Furthermore, this study demonstrated that the reduced miR-335 expression was significantly correlated with shorter overall survival in PGC patients. Interestingly, this relationship was maintained after adjusting for other prognostic parameters in the multivariate analysis, indicating that reduced miR-335 expression was an independent predictor of poor prognosis for overall survival in PGC patients. In contrast, Jiang et al31 found that glioma patients with high miR-335 expression tumors had significantly shorter survival times than those with low miR-335 expression tumors. Yan et al17 indicated that a high frequency of recurrence and poor survival were observed in gastric cancer patients with high levels of miR-335. Although confirmation requires larger and more long-term studies, the variable interpretations of the significance of miR-335 expression between PGC and other types of cancers suggest that the actions and roles of miR-335 may depend on the cell type of tumor origin.
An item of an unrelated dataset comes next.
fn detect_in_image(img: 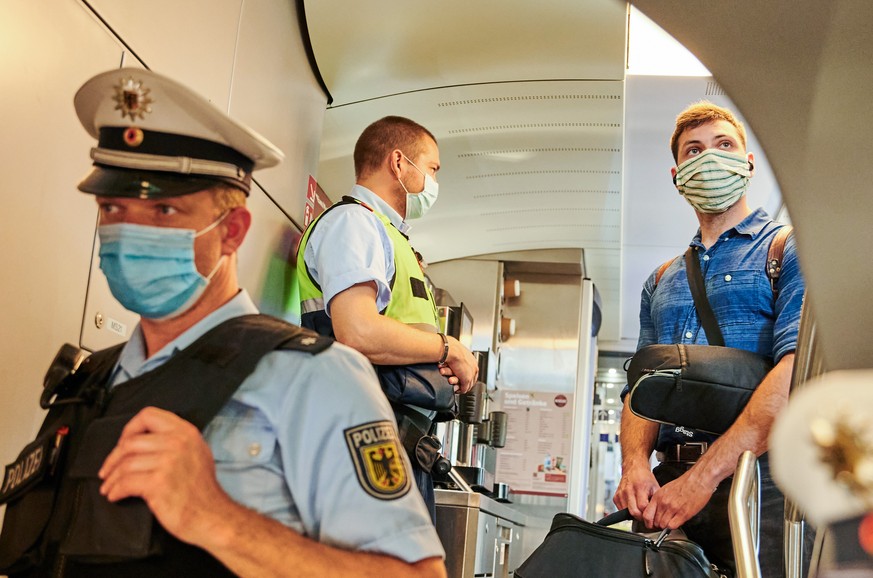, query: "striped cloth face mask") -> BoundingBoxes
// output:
[675,149,752,213]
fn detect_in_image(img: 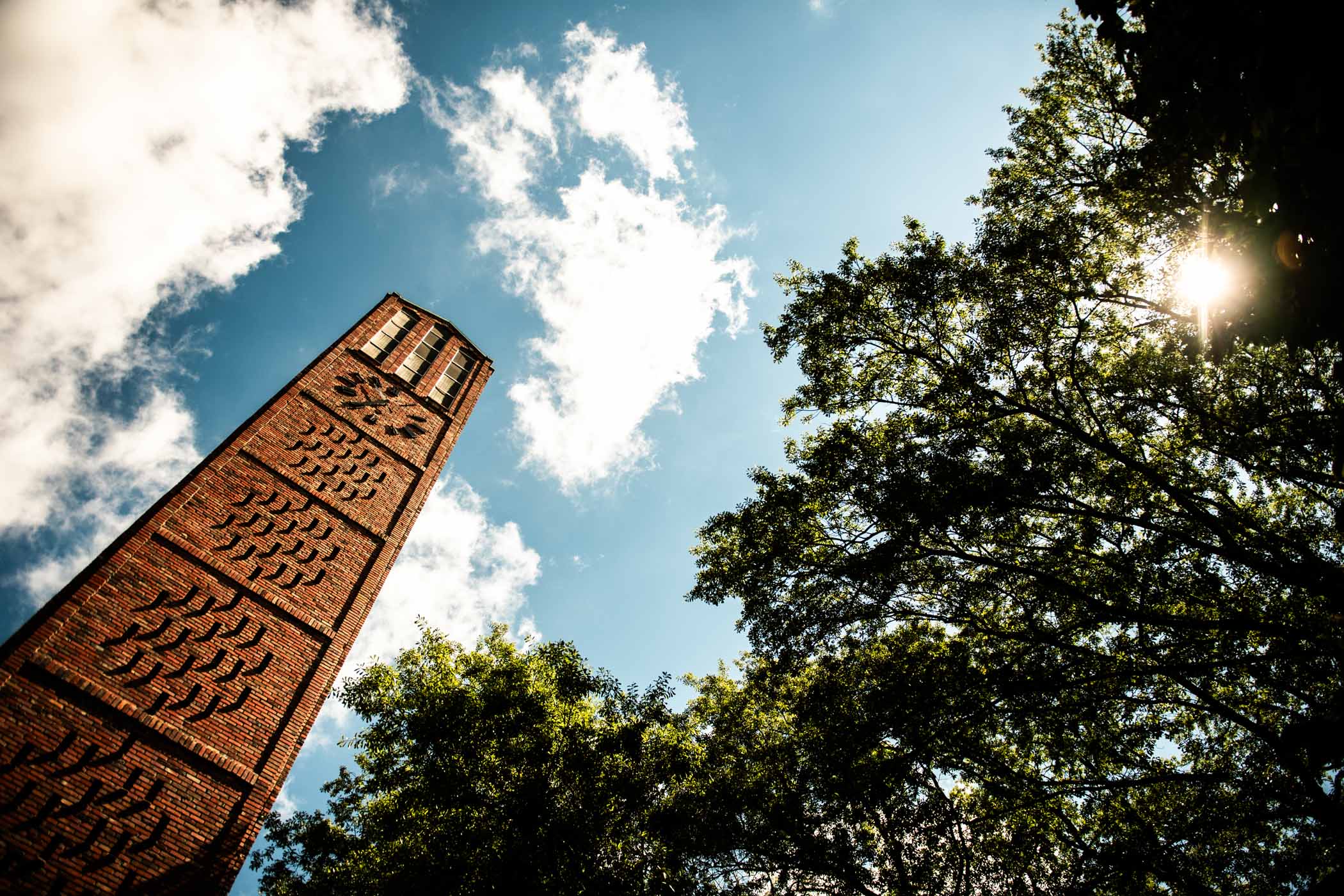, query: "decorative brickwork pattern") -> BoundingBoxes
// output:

The limitation of the current study is the number of cases with relatively small subgroups. Further investigations with a larger number of cases would help us better understand the clinical value of miR-335 dysregulation in cancer progression. Additionally, such information may direct us toward novel therapeutic and prognostic possibilities for treating PGC and improving patient outcomes.

Conclusion

This study offers convincing evidence for the first time that miR-335 was downregulated in a majority of PGC patients and may be associated with the aggressive tumor behaviors. Loss of miR-335 expression may be a useful marker for clinical outcome and a therapeutic target for PGC.